Myriad Genetics's patents on human genes became quite controversial. Following the discovery by Mary-Claire King that a gene on chromosome 17 is associated with an increased risk of breast cancer, Myriad attempted to patent this gene. These patents were the subject of scrutiny after Myriad became involved in a lawsuit over its patenting practices, which led to the landmark Supreme Court decision Association for Molecular Pathology v. Myriad Genetics, Inc. which ruled these patents illegal. Because genes occur naturally in every human, in addition to raising moral questions, some believe that patents constitute an obstacle to biomedical research worldwide. Additionally, the discovery of their relevance to breast cancer was funded by the public.

===Patent lawsuits ===
In 2010–2013 Myriad Genetics was a defendant in the case Association for Molecular Pathology v. Myriad Genetics (formerly Association For Molecular Pathology et al. v. United States Patent and Trademark Office).
Lawyers at the ACLU served as counsel for the plaintiffs. In the suit, medical associations, doctors, and patients sued Myriad Genetics to challenge seven United States patents on genes related to breast cancer and ovarian cancer.

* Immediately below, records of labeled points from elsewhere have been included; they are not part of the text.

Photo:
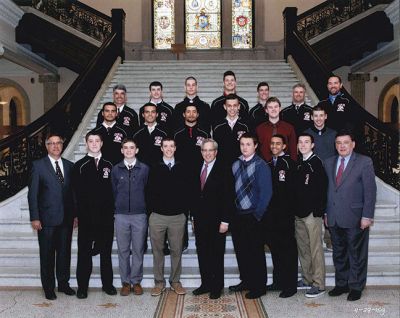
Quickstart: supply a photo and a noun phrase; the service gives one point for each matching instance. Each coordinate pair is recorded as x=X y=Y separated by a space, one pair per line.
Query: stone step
x=190 y=278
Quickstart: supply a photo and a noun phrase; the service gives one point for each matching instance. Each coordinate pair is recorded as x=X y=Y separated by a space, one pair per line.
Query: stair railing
x=74 y=14
x=19 y=150
x=380 y=142
x=331 y=13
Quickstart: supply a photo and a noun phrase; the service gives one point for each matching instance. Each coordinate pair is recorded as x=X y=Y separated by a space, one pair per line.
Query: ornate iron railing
x=76 y=15
x=379 y=141
x=331 y=13
x=19 y=150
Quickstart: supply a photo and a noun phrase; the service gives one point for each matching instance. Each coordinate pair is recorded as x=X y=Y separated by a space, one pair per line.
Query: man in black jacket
x=229 y=131
x=311 y=186
x=111 y=133
x=218 y=113
x=211 y=209
x=279 y=220
x=91 y=181
x=149 y=136
x=127 y=118
x=192 y=99
x=168 y=203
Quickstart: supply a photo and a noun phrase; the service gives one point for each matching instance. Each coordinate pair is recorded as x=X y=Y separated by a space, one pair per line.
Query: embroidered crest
x=340 y=107
x=164 y=116
x=240 y=133
x=118 y=137
x=199 y=141
x=157 y=141
x=127 y=121
x=106 y=173
x=282 y=175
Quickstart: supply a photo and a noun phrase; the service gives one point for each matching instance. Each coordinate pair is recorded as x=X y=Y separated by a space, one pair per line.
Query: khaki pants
x=174 y=226
x=311 y=253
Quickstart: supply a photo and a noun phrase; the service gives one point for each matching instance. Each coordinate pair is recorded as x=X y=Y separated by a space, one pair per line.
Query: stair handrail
x=19 y=150
x=331 y=13
x=380 y=142
x=75 y=14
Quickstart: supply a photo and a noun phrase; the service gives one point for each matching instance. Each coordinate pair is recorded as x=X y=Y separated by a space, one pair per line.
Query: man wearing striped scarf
x=253 y=187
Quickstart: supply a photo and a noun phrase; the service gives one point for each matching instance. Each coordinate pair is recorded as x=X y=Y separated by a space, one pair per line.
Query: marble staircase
x=19 y=256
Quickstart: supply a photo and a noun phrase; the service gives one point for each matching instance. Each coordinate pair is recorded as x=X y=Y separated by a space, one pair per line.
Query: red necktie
x=340 y=171
x=203 y=176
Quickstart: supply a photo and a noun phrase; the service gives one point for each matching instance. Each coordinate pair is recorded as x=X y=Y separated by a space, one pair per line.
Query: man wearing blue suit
x=51 y=214
x=349 y=214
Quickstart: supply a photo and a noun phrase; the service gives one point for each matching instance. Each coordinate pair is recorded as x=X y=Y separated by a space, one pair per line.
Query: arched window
x=242 y=24
x=163 y=24
x=203 y=24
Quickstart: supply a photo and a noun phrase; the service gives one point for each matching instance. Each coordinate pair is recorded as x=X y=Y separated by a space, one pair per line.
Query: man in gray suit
x=349 y=214
x=51 y=214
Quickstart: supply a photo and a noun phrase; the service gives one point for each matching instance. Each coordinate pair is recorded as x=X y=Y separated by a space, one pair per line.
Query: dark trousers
x=55 y=251
x=350 y=256
x=210 y=246
x=248 y=242
x=283 y=247
x=103 y=244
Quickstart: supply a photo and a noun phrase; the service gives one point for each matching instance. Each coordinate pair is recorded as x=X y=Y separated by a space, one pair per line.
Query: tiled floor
x=30 y=302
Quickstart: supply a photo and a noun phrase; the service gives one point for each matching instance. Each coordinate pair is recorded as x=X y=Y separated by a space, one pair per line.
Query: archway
x=389 y=102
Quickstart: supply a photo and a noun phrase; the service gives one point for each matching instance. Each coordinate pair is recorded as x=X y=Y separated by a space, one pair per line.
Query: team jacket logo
x=341 y=107
x=240 y=133
x=164 y=116
x=157 y=141
x=118 y=137
x=127 y=121
x=106 y=173
x=282 y=175
x=199 y=141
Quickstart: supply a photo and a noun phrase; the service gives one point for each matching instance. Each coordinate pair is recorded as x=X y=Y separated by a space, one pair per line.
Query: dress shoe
x=125 y=290
x=238 y=287
x=200 y=291
x=81 y=294
x=215 y=294
x=354 y=295
x=67 y=290
x=338 y=290
x=273 y=287
x=50 y=294
x=254 y=295
x=287 y=293
x=110 y=290
x=137 y=289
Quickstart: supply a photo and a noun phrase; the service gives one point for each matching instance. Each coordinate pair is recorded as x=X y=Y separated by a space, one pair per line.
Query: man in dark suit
x=349 y=214
x=52 y=215
x=212 y=203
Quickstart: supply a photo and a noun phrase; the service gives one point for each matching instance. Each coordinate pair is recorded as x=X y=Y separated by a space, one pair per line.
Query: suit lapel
x=348 y=169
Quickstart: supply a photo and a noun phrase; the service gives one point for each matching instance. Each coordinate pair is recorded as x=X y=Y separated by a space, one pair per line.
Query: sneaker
x=177 y=288
x=303 y=285
x=314 y=292
x=157 y=290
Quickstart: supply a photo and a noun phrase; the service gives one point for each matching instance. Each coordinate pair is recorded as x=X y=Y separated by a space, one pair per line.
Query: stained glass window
x=203 y=24
x=242 y=24
x=164 y=24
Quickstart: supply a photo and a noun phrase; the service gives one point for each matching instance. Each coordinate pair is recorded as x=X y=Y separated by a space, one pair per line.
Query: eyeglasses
x=57 y=143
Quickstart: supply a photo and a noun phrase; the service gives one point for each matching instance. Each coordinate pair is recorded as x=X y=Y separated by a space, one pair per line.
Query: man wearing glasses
x=52 y=216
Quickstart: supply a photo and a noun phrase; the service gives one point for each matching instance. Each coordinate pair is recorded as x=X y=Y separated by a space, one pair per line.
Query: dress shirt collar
x=127 y=164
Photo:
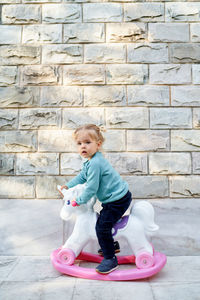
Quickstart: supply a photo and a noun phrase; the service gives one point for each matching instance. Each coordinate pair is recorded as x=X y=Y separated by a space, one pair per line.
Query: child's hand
x=63 y=187
x=74 y=203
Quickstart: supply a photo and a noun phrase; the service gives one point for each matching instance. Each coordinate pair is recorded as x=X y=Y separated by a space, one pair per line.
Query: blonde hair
x=93 y=131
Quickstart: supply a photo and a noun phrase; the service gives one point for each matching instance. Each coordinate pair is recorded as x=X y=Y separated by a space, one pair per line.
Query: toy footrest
x=127 y=274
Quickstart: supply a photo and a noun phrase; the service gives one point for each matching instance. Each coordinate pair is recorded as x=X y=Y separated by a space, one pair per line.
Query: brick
x=7 y=164
x=169 y=163
x=22 y=187
x=196 y=162
x=185 y=96
x=168 y=32
x=40 y=75
x=195 y=32
x=170 y=118
x=127 y=117
x=61 y=13
x=185 y=53
x=51 y=33
x=145 y=12
x=184 y=186
x=18 y=55
x=196 y=118
x=56 y=141
x=106 y=53
x=72 y=118
x=128 y=163
x=37 y=163
x=125 y=32
x=8 y=119
x=170 y=74
x=10 y=34
x=148 y=186
x=185 y=140
x=8 y=75
x=102 y=12
x=71 y=164
x=148 y=95
x=19 y=96
x=21 y=14
x=46 y=186
x=84 y=33
x=114 y=140
x=83 y=74
x=61 y=96
x=126 y=74
x=187 y=12
x=40 y=118
x=104 y=96
x=147 y=140
x=18 y=141
x=62 y=54
x=147 y=53
x=196 y=73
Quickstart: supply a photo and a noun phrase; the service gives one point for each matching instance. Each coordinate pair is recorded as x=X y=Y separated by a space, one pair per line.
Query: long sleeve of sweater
x=79 y=179
x=92 y=185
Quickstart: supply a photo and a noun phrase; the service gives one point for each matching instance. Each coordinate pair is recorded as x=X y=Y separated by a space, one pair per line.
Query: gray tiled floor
x=33 y=277
x=30 y=230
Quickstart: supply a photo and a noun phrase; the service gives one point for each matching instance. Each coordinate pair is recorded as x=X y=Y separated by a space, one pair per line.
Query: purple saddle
x=120 y=224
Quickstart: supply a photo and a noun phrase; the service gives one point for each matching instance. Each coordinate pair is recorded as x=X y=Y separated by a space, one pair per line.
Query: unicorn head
x=68 y=210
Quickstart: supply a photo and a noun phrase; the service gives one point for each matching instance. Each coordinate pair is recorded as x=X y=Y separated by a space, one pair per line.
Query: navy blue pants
x=109 y=215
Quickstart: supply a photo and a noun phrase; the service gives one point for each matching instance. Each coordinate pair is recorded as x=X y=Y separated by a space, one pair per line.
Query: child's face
x=87 y=146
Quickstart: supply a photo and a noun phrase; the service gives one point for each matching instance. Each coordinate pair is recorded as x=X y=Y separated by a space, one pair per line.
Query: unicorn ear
x=59 y=187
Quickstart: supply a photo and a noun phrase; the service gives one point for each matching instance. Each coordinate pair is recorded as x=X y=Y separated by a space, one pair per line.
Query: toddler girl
x=105 y=183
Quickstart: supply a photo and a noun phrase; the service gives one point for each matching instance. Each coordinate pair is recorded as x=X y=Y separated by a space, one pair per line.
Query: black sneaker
x=116 y=246
x=107 y=265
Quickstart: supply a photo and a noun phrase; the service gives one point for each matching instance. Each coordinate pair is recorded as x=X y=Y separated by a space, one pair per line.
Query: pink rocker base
x=120 y=275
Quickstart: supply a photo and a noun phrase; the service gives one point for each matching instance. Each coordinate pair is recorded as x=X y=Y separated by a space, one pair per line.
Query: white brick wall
x=132 y=66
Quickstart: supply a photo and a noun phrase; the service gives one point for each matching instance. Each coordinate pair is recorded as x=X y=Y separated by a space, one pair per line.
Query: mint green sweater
x=101 y=180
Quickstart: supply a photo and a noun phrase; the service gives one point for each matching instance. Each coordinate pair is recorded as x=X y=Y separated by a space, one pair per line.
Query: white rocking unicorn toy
x=135 y=228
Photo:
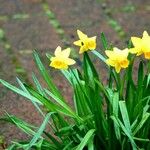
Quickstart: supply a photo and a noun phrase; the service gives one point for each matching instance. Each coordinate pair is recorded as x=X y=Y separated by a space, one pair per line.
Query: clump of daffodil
x=141 y=45
x=61 y=59
x=117 y=58
x=86 y=43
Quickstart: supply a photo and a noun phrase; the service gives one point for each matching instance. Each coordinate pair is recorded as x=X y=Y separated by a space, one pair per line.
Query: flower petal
x=81 y=35
x=145 y=34
x=78 y=43
x=117 y=68
x=137 y=42
x=92 y=43
x=70 y=61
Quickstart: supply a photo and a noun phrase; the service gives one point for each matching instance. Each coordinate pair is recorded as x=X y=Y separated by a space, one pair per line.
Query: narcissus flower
x=141 y=45
x=61 y=59
x=86 y=43
x=117 y=58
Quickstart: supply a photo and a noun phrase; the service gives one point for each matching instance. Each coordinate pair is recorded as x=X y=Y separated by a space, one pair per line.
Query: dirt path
x=43 y=25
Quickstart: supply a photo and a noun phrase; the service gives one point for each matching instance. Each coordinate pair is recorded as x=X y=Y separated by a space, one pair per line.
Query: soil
x=27 y=27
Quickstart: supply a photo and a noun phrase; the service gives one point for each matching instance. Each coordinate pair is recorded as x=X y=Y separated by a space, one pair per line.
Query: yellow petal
x=110 y=54
x=81 y=35
x=92 y=43
x=58 y=64
x=83 y=49
x=117 y=68
x=57 y=51
x=124 y=63
x=145 y=34
x=137 y=42
x=116 y=50
x=125 y=52
x=110 y=62
x=147 y=55
x=70 y=61
x=133 y=50
x=78 y=43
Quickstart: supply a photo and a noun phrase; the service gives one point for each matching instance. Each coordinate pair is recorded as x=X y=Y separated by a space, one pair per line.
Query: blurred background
x=26 y=25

Two of the company's patents on the BRCA1 and BRCA2 genes, which are inherited gene mutations that link to around half of the 5%–10% of inherited gene mutating breast cancer cases in the US[27], were ruled invalid on March 29, 2010, by Judge Robert W. Sweet in the U.S. District Court for the Southern District of New York. On appeal, the Court of Appeals for the Federal Circuit reversed the trial court in an opinion dated July 29, 2011 and held that the genes were eligible for patents. On December 7, 2011, the ACLU filed a petition for a writ of certiorari to the Supreme Court. On March 26, 2012, the Supreme Court vacated the Federal Circuit's judgment and remanded the case for further consideration in light of Mayo Collaborative Services v. Prometheus Laboratories, Inc., in which the Supreme Court had ruled, just six days earlier, that more restrictive rules were required to patent observations about natural phenomena.

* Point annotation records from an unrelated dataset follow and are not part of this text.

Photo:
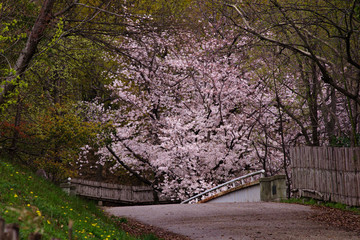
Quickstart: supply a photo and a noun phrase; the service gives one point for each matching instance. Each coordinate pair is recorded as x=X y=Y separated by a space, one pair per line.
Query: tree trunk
x=29 y=50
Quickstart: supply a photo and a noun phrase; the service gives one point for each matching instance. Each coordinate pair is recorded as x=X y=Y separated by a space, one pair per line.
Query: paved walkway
x=219 y=221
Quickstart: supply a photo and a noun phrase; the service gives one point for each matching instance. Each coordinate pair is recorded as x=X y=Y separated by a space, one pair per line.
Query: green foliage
x=38 y=206
x=60 y=132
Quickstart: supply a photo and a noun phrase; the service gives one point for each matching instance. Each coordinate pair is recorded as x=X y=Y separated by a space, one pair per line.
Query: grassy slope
x=39 y=206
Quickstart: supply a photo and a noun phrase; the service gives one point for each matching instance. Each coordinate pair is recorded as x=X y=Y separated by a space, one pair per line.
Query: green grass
x=314 y=202
x=39 y=206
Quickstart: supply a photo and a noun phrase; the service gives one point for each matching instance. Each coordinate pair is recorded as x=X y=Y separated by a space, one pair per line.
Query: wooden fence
x=113 y=192
x=327 y=173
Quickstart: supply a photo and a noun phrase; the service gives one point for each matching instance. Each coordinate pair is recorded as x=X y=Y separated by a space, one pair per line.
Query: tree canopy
x=181 y=95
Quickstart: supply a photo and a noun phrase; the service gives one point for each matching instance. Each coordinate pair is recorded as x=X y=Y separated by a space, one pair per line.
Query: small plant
x=38 y=206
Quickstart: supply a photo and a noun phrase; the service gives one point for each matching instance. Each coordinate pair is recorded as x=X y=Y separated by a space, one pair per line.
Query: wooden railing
x=327 y=173
x=229 y=184
x=113 y=192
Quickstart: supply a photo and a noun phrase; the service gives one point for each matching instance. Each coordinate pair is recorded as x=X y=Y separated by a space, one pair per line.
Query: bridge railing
x=226 y=184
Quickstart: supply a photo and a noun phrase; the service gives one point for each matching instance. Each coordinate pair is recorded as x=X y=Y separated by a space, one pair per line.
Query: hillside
x=39 y=206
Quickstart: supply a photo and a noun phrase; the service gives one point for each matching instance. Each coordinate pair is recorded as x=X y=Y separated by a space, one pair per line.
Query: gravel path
x=236 y=221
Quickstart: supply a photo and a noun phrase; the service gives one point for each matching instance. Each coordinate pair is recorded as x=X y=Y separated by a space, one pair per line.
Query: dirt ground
x=239 y=221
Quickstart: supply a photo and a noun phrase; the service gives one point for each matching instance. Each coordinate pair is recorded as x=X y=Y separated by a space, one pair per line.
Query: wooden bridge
x=253 y=191
x=110 y=193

On August 16, 2012, the Federal Circuit reaffirmed Myriad's right to patent the genes (because isolated genes are different from their natural state, using its own precedent in Amgen v. Chugai Pharmaceutical), although they denied patent claims on methods comprising comparison of DNA sequences, as unpatentable "mental acts". On November 30, 2012, the Supreme Court agreed to hear a second challenge to the two gene patents held by Myriad. Oral argument took place on April 15, 2013. On June 13, 2013, in Association for Molecular Pathology v. Myriad Genetics (No. 12-398), the US Supreme Court unanimously ruled that "A naturally occurring DNA segment is a product of nature and not patent eligible merely because it has been isolated", invalidating Myriad's patents on the BRCA1 and BRCA2 genes. However, the Court also held that manipulation of a gene to create something not found in nature—such as a strand of synthetically-produced complementary DNA (cDNA)—could still be eligible for patent protection.

Myriad Genetics has also been involved in litigation in Australia over the patentability of DNA sequences (D'Arcy v Myriad Genetics Inc (2015)). Regarding BRCA1, the company succeeded in the Federal Court, both at first instance and on appeal to the full court, but in October 2015 lost in a unanimous decision of the High Court, D'Arcy v Myriad Genetics Inc.